Are there any other methods that I've missed that are suitable for this kind of data hierarchy ?

Many thanks....

coopster

7:42 pm on Mar 17, 2009 (gmt 0)

WebmasterWorld Administrator 10+ Year Member



I've read references to others but in all reality they are merely variations on the adjacency list model with a column or two added for stacking/recursion purposes. And that is what you are going to have to decide for your application. That said, 50,000 seems an awful large number for categories and subcategories.

trillianjedi

7:05 pm on Mar 18, 2009 (gmt 0)

WebmasterWorld Senior Member 10+ Year Member



Hey coopster.

That said, 50,000 seems an awful large number for categories and subcategories.

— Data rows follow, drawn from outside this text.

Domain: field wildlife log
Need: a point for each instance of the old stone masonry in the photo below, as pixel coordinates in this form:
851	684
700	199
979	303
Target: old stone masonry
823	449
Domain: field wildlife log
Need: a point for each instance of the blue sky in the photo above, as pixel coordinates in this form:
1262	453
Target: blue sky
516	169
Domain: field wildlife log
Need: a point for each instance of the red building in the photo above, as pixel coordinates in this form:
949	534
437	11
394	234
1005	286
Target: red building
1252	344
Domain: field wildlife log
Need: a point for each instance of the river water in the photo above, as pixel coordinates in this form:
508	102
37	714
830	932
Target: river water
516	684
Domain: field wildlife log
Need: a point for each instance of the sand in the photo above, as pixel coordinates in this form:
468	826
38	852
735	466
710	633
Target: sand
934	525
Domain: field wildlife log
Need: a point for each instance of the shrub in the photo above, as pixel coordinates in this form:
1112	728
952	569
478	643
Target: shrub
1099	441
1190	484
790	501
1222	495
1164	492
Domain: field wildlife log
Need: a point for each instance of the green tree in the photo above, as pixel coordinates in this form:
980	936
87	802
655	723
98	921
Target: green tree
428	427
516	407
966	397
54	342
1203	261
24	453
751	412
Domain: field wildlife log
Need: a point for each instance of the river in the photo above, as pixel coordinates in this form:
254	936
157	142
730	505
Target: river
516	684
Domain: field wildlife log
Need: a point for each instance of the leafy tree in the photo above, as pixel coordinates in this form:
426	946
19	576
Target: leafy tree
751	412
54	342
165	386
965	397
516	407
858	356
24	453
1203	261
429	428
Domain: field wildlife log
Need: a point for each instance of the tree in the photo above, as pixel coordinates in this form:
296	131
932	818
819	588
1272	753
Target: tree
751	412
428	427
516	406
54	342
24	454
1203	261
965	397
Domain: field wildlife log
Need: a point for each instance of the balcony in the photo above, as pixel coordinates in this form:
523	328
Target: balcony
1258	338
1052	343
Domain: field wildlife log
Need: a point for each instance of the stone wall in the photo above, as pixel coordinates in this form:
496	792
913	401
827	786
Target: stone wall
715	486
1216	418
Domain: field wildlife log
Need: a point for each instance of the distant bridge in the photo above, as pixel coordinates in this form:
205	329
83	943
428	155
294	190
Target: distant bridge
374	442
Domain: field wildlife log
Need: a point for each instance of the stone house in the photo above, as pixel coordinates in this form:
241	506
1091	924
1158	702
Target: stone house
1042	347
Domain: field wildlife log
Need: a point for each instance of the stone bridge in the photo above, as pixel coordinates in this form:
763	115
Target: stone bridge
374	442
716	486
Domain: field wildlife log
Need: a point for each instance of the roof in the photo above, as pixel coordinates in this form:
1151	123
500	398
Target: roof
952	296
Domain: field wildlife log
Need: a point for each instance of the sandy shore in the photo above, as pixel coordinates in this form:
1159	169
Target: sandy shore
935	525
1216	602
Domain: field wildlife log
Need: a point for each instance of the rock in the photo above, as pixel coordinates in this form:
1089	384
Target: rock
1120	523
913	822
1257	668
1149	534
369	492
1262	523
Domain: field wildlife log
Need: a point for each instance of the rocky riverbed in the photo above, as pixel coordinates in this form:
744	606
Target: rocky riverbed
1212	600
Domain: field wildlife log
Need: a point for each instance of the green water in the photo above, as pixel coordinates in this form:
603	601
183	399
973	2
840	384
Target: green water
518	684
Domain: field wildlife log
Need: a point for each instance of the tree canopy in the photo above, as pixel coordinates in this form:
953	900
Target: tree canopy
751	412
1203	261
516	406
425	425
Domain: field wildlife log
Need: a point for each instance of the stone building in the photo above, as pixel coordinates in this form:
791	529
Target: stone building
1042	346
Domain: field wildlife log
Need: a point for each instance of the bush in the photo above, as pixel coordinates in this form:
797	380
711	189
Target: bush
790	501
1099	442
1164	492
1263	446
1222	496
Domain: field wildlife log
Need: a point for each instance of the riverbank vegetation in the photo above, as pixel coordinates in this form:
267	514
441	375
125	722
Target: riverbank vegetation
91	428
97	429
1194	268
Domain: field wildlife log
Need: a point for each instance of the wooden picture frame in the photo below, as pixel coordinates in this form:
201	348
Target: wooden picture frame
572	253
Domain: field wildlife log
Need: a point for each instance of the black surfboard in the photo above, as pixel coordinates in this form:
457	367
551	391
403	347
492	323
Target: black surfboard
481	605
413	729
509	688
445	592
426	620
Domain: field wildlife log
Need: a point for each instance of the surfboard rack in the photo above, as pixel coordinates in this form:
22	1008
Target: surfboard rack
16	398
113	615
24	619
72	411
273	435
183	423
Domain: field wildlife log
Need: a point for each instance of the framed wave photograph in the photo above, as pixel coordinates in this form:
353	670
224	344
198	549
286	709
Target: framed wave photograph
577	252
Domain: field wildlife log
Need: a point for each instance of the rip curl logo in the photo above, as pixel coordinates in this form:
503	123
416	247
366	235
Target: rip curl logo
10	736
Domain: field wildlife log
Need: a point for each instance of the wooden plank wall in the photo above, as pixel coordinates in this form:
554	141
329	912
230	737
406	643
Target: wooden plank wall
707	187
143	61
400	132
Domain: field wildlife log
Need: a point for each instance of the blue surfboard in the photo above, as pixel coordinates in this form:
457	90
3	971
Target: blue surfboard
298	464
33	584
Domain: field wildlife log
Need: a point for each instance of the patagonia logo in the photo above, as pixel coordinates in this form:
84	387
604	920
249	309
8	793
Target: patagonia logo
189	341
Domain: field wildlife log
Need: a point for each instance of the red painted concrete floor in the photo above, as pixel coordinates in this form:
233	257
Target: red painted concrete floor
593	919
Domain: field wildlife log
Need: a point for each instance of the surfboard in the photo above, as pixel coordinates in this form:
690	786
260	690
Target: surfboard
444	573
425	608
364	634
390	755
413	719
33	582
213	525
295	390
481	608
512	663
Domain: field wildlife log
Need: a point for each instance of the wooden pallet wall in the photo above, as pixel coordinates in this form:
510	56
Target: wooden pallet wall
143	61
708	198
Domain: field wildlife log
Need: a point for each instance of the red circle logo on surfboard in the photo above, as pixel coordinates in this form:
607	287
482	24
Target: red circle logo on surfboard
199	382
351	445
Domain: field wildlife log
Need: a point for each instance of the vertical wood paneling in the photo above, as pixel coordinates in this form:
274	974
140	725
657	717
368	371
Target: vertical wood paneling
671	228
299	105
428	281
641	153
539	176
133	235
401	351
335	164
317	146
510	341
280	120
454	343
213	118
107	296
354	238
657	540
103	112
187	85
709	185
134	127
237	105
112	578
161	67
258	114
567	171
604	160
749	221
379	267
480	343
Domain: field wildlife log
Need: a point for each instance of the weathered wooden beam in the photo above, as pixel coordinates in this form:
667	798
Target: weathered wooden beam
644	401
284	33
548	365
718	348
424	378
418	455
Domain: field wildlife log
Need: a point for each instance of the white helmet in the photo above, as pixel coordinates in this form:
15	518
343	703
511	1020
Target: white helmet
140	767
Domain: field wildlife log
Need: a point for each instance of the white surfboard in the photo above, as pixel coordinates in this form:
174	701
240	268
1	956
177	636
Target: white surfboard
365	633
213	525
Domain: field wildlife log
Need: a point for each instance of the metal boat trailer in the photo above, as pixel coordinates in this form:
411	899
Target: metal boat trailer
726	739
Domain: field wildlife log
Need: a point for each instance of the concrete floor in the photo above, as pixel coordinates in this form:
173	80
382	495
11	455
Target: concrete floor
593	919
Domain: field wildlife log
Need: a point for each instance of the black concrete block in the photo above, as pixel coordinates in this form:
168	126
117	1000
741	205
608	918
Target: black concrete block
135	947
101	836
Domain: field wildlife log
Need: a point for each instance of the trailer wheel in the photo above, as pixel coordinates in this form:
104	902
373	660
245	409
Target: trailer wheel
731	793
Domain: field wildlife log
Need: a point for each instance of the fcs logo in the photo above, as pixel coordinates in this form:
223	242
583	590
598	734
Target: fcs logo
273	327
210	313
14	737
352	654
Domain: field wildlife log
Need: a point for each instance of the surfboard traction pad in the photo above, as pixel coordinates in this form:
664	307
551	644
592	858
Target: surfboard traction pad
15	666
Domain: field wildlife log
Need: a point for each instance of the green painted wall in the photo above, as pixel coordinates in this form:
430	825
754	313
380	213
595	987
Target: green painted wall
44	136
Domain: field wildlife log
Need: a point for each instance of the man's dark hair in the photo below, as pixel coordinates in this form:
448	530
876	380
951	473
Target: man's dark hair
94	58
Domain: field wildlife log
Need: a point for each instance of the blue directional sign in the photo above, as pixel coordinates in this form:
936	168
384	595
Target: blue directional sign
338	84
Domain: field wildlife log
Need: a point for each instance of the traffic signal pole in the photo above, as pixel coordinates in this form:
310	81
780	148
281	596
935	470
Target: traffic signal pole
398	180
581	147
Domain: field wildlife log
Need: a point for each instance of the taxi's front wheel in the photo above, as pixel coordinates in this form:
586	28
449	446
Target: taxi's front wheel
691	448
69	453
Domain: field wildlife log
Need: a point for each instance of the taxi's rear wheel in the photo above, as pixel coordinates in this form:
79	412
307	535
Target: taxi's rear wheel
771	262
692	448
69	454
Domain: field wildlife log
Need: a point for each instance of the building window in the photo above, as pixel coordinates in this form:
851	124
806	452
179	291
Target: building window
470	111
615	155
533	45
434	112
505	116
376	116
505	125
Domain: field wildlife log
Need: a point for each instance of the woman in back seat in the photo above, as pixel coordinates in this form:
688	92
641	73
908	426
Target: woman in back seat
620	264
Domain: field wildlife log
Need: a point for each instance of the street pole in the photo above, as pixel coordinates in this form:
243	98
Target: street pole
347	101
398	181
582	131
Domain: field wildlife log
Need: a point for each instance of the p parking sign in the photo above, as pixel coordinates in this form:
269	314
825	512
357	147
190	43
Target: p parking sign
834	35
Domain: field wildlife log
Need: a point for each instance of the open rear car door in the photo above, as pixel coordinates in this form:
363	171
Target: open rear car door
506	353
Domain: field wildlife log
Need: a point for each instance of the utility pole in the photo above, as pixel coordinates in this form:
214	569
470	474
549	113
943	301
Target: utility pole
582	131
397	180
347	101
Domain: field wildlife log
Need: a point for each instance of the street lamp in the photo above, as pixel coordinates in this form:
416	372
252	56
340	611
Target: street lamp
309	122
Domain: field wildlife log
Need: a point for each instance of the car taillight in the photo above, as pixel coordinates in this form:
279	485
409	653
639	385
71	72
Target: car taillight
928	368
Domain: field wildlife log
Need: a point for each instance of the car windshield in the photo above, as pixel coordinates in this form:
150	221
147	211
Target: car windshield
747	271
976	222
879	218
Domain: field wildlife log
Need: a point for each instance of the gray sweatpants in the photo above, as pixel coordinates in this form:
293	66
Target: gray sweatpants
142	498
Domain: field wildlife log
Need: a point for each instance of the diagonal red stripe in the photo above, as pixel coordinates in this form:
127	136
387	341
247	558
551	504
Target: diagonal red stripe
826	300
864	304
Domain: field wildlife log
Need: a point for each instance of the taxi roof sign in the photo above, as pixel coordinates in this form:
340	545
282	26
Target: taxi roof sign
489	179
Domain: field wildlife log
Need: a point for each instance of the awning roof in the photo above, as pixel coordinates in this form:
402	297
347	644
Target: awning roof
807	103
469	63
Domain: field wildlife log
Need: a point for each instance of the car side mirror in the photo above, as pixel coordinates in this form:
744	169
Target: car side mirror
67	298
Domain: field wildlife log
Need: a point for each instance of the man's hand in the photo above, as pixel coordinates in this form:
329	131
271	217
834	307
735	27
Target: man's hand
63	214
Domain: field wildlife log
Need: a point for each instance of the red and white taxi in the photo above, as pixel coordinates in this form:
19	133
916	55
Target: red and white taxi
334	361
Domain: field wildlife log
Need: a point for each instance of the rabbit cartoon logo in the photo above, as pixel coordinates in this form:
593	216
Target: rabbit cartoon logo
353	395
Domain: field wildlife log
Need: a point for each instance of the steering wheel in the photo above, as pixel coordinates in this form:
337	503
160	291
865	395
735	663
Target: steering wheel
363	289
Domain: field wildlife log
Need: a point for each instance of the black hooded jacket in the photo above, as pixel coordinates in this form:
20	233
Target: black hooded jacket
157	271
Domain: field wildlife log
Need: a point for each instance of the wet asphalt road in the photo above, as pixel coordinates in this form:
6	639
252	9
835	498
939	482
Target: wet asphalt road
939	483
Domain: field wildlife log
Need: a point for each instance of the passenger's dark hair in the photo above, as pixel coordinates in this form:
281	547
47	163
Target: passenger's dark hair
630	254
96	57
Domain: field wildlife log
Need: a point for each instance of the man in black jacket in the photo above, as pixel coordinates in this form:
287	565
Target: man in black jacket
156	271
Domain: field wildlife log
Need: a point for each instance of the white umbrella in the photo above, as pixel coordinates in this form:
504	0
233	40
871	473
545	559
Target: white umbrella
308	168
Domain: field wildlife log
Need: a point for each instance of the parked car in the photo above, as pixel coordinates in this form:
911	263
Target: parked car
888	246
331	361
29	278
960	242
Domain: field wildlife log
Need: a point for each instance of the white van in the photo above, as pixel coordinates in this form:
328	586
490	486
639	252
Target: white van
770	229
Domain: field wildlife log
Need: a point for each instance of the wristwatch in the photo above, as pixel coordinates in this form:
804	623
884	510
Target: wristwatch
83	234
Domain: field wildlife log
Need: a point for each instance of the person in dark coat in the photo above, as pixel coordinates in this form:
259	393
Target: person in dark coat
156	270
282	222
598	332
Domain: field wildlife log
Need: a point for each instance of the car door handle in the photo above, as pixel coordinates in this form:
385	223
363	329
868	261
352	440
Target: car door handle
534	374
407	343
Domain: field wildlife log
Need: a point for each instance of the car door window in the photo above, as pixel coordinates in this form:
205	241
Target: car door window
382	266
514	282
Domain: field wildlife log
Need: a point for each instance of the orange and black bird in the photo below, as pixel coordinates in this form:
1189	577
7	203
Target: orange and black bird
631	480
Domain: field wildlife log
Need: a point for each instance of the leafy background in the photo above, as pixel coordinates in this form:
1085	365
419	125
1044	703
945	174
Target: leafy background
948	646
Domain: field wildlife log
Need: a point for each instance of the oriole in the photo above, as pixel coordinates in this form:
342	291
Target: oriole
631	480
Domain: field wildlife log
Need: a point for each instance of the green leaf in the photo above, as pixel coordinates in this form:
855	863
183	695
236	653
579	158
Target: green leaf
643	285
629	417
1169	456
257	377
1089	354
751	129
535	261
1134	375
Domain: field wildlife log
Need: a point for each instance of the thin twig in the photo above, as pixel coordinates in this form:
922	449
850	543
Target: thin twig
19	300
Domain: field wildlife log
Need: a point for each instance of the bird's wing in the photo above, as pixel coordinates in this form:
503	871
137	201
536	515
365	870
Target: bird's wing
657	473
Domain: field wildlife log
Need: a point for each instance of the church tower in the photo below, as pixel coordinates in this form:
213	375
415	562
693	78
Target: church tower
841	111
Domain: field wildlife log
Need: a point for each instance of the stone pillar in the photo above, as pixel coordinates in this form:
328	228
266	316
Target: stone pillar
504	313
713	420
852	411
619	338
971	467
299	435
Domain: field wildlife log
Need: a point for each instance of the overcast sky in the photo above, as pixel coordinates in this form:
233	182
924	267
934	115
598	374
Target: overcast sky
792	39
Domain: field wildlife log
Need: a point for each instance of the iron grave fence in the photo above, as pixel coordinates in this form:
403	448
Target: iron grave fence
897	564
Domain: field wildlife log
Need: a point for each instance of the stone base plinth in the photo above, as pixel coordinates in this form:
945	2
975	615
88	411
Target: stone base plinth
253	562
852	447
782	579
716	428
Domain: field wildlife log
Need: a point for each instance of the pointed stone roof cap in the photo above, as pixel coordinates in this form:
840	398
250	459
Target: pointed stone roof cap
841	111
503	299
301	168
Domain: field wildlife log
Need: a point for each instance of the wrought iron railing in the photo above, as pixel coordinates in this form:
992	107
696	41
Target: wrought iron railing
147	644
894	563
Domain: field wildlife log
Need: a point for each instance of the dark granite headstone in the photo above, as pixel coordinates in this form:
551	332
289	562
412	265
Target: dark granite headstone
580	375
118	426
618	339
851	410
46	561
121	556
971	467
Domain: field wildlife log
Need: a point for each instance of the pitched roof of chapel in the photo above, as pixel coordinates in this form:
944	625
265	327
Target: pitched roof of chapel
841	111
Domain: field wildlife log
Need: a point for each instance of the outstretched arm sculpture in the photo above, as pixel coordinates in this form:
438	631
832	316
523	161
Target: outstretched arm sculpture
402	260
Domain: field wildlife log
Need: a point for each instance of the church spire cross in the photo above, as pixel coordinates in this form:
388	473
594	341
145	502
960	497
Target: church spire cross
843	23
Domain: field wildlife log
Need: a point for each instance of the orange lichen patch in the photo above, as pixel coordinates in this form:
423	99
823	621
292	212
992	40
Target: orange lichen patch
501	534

Yes. Indicates perhaps we need to re-think the overal information architecture. Trouble is we keep coming back to tree structures as it's the natural "fit" for the type of data being stored.

I'll try and re-think it again - thanks for the input.

[edited by: coopster at 12:36 pm (utc) on Mar. 19, 2009]

coopster

12:55 pm on Mar 19, 2009 (gmt 0)

WebmasterWorld Administrator 10+ Year Member



for the type of data being stored

Wait a minute, are we talking data or categorization of data?